(63 days)
The Caption Guidance software is intended to assist medical professionals in the acquisition of cardiac ultrasound images. The Caption Guidance software is an accessory to compatible general purpose diagnostic ultrasound systems.
The Caption Guidance software is indicated for use in two-dimensional transthoracic echocardiography (2D-TTE) for adult patients, specifically in the acquisition of the following standard views: Parasternal Long-Axis (PLAX), Parasternal Short-Axis at the Aortic Valve (PSAX-AV), Parasternal Short-Axis at the Mitral Valve (PSAX-MV), Parasternal Short- Axis at the Papillary Muscle (PSAX-PM), Apical 4-Chamber (AP4), Apical 5-Chamber (AP5), Apical 2-Chamber (AP2), Apical 3-Chamber (AP3), Subcostal 4-Chamber (SubC4), and Subcostal Inferior Vena Cava (SC-IVC).
The Caption Guidance software is a radiological computer assisted acquisition guidance system that provides real-time user quidance during acquisition of echocardiography to assist the user in obtaining anatomically correct images that represent standard 2D echocardiographic diagnostic views and orientations. Caption Guidance is a software-only device that uses artificial intelligence to emulate the expertise of sonographers.
Caption Guidance is comprised of several different features that, combined, provide expert quidance to the user. These include:
- Quality Meter: The real-time feedback from the Quality Meter advises the user on the expected diagnostic quality of the resulting clip, such that the user can make decisions to further optimize the quality, for example by following the prescriptive guidance feature below.
- Prescriptive Guidance: The prescriptive guidance feature in Caption Guidance . provides direction to the user to emulate how a sonographer would manipulate the transducer to acquire the optimal view.

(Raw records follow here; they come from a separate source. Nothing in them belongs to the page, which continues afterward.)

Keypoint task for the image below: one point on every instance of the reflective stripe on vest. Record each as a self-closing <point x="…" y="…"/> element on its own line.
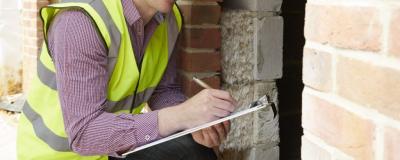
<point x="112" y="37"/>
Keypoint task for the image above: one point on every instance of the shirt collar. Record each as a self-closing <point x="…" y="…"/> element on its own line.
<point x="132" y="14"/>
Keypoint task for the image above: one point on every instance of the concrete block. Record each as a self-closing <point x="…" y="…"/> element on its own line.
<point x="254" y="5"/>
<point x="269" y="48"/>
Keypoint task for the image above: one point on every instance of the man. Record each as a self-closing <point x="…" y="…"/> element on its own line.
<point x="101" y="63"/>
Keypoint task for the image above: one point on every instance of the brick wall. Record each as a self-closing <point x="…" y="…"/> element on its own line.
<point x="200" y="43"/>
<point x="351" y="106"/>
<point x="32" y="38"/>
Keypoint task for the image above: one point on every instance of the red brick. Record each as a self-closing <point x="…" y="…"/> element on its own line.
<point x="312" y="151"/>
<point x="369" y="85"/>
<point x="201" y="38"/>
<point x="394" y="34"/>
<point x="391" y="144"/>
<point x="350" y="27"/>
<point x="200" y="62"/>
<point x="338" y="127"/>
<point x="317" y="69"/>
<point x="190" y="88"/>
<point x="201" y="13"/>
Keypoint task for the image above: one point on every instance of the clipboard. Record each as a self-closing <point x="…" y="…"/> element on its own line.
<point x="254" y="106"/>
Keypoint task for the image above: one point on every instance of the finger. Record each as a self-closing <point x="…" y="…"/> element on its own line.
<point x="227" y="126"/>
<point x="221" y="131"/>
<point x="213" y="136"/>
<point x="223" y="95"/>
<point x="207" y="139"/>
<point x="223" y="104"/>
<point x="220" y="113"/>
<point x="198" y="137"/>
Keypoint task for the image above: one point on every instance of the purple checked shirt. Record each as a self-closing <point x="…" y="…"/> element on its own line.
<point x="80" y="57"/>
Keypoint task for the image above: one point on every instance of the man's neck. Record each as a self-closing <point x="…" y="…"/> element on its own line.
<point x="145" y="10"/>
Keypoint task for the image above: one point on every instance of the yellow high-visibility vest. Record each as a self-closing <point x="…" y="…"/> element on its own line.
<point x="41" y="132"/>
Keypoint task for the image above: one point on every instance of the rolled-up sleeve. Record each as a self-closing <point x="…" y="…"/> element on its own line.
<point x="169" y="90"/>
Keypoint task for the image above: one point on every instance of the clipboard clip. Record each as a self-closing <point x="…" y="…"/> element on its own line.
<point x="264" y="100"/>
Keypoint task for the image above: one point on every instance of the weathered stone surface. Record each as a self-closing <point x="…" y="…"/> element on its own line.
<point x="255" y="5"/>
<point x="264" y="152"/>
<point x="269" y="48"/>
<point x="257" y="128"/>
<point x="238" y="58"/>
<point x="252" y="45"/>
<point x="241" y="134"/>
<point x="266" y="126"/>
<point x="260" y="152"/>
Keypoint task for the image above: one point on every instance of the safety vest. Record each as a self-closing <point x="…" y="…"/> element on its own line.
<point x="41" y="132"/>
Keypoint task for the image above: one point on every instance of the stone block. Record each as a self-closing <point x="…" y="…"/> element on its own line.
<point x="260" y="152"/>
<point x="255" y="5"/>
<point x="264" y="152"/>
<point x="241" y="135"/>
<point x="269" y="48"/>
<point x="190" y="88"/>
<point x="237" y="49"/>
<point x="257" y="128"/>
<point x="266" y="124"/>
<point x="251" y="46"/>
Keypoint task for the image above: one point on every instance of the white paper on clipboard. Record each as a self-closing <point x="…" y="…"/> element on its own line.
<point x="261" y="103"/>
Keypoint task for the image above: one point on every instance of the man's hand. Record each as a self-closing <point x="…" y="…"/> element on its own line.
<point x="212" y="136"/>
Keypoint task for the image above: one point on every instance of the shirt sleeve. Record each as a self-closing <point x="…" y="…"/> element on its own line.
<point x="80" y="58"/>
<point x="169" y="90"/>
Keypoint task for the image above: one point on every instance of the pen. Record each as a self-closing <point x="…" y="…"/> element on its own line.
<point x="206" y="86"/>
<point x="201" y="83"/>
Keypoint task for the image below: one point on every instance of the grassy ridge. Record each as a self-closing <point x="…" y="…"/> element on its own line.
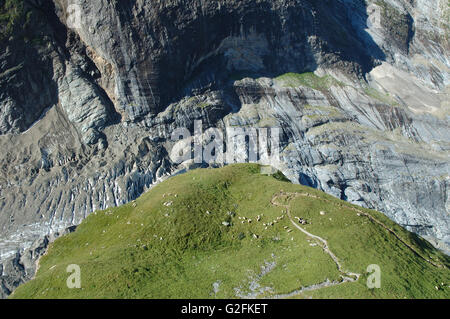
<point x="174" y="242"/>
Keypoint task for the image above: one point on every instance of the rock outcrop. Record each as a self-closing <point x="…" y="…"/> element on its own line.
<point x="90" y="92"/>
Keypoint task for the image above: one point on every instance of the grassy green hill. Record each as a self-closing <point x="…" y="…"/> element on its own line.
<point x="191" y="237"/>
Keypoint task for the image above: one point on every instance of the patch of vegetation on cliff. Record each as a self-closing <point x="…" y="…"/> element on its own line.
<point x="382" y="97"/>
<point x="308" y="79"/>
<point x="219" y="233"/>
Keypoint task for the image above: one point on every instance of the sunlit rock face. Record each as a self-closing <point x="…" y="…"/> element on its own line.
<point x="88" y="108"/>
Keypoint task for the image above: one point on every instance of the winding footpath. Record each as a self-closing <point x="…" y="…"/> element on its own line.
<point x="345" y="275"/>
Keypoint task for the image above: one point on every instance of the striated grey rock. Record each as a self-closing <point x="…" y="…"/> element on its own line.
<point x="86" y="113"/>
<point x="23" y="265"/>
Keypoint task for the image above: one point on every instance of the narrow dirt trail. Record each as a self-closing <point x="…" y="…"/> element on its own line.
<point x="361" y="212"/>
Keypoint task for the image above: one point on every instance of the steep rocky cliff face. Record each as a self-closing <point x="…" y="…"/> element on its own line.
<point x="87" y="109"/>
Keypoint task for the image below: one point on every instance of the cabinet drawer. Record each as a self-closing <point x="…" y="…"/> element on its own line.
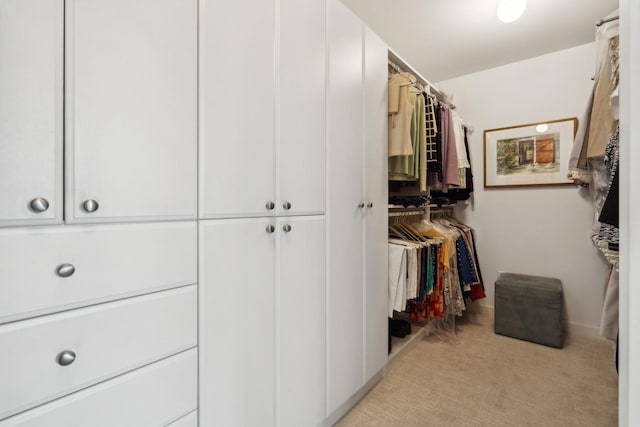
<point x="107" y="340"/>
<point x="150" y="396"/>
<point x="110" y="261"/>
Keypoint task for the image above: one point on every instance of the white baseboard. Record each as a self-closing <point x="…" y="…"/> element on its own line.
<point x="342" y="410"/>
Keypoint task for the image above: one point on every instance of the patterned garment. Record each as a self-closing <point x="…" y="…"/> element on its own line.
<point x="609" y="231"/>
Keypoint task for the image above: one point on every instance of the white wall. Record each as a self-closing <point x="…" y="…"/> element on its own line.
<point x="543" y="231"/>
<point x="629" y="387"/>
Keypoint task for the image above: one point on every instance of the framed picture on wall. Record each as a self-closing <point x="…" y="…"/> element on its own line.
<point x="529" y="155"/>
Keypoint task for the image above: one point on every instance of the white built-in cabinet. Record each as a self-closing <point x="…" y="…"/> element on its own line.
<point x="357" y="204"/>
<point x="262" y="321"/>
<point x="130" y="102"/>
<point x="375" y="191"/>
<point x="262" y="203"/>
<point x="209" y="184"/>
<point x="262" y="108"/>
<point x="130" y="107"/>
<point x="98" y="322"/>
<point x="31" y="85"/>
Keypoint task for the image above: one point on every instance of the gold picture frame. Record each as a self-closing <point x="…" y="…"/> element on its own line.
<point x="535" y="154"/>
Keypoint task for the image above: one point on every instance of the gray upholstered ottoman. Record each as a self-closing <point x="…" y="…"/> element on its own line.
<point x="529" y="308"/>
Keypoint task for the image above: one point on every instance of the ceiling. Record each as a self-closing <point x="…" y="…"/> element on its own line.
<point x="442" y="39"/>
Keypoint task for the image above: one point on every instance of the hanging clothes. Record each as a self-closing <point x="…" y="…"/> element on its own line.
<point x="400" y="110"/>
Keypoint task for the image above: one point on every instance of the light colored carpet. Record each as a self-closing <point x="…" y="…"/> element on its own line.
<point x="478" y="378"/>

- Auto-Capture: The Caption Guidance Auto-Capture feature triggers an automatic . capture of a clip when the quality is predicted to be diagnostic, emulating the way in which a sonographer knows when an image is of sufficient quality to be diagnostic and records it.
- Save Best Clip: This feature continually assesses clip quality while the user is scanning . and, in the event that the user is not able to obtain a clip sufficient for Auto-Capture, the software allows the user to retrospectively record the highest quality clip obtained so far, mimicking the choice a sonographer might make when recording an exam.
Here's a breakdown of the acceptance criteria and the study details for the Caption Guidance software, based on the provided text.
Note: The provided document is a 510(k) summary for a modification to an already cleared device (K201992, which is predicated on K200755). Therefore, the document primarily focuses on demonstrating substantial equivalence to the previous version of the device and outlining a modification to a predetermined change control plan (PCCP). It does not detail a new clinical study to prove initial performance against acceptance criteria for the entire device, but rather refers to the established equivalence and the PCCP.
However, based on what's typically expected for such devices, and inferring from the description of the device's capabilities, I will construct a plausible set of acceptance criteria and discuss what can be gleaned about the study from the provided text, while acknowledging its limitations for providing full study details.
Acceptance Criteria and Reported Device Performance
Given the device's function (assisting with cardiac ultrasound image acquisition by guiding users to obtain specific standard views and optimizing quality), the acceptance criteria would likely revolve around the accuracy of its guidance, the quality of the "auto-captured" views, and its ability to help users acquire diagnostically relevant images.
Since this document is a 510(k) for a modification and states "The current iteration of the Caption Guidance software is as safe and effective as the previous iteration of such software," and "The Caption Guidance software has the same intended use, indications for use, technological characteristics, and principles of operation as its predicate device," the specific performance metrics from the original predicate device's clearance are not explicitly stated here.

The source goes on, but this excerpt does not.